AI21-Jamba-Mini-1.6

Property	Value
Parameter Count	12B active / 52B total
Architecture	Hybrid SSM-Transformer
Context Length	256K tokens
License	Jamba Open Model License
Knowledge Cutoff	March 5, 2024
Languages	English, Spanish, French, Portuguese, Italian, Dutch, German, Arabic, Hebrew

What is AI21-Jamba-Mini-1.6?

AI21-Jamba-Mini-1.6 is a groundbreaking language model that combines Selective State Memory (SSM) and Transformer architectures to deliver superior performance in long-context tasks. With 12B active parameters and 52B total parameters, it represents a significant advancement in efficiency and capability, particularly excelling in enterprise applications like RAG workflows and document analysis.

Implementation Details

The model employs a sophisticated hybrid architecture that can be deployed using various methods, including vLLM for efficient inference and transformers library for direct implementation. It supports both full-precision and quantized operations, with ExpertsInt8 quantization enabling deployment on a single 80GB GPU.

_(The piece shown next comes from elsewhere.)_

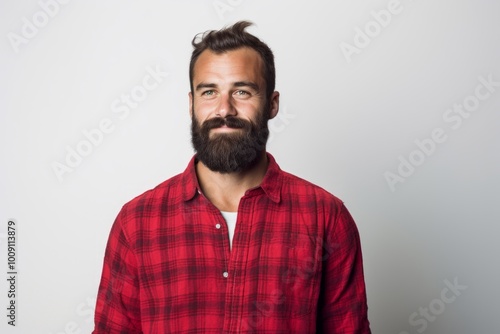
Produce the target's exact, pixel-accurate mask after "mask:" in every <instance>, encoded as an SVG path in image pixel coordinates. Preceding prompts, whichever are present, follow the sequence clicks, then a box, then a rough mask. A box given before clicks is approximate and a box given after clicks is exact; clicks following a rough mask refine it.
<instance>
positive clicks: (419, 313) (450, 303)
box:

Requires minimum 2x 80GB GPUs for full operation in BF16 precision
Supports up to 256K context length
Includes optimized FlashAttention2 and Mamba kernels
Compatible with major deployment frameworks like vLLM and transformers

Core Capabilities

Exceptional performance on long-context tasks and benchmarks
Advanced tool use capabilities with standardized API
Support for fine-tuning through LoRA and QLoRA
Multi-language support across 9 languages
Superior benchmark performance compared to similar-sized models

Frequently Asked Questions

Q: What makes this model unique?

The model's hybrid SSM-Transformer architecture and efficient parameter usage allow it to outperform other open models on quality, speed, and long-context tasks, approaching the capabilities of leading closed models while remaining open for deployment.

Q: What are the recommended use cases?

The model excels in enterprise applications requiring long context processing, including RAG workflows, document analysis, and grounded question answering across lengthy documents. It's particularly suited for deployments requiring high-quality responses with extensive context understanding.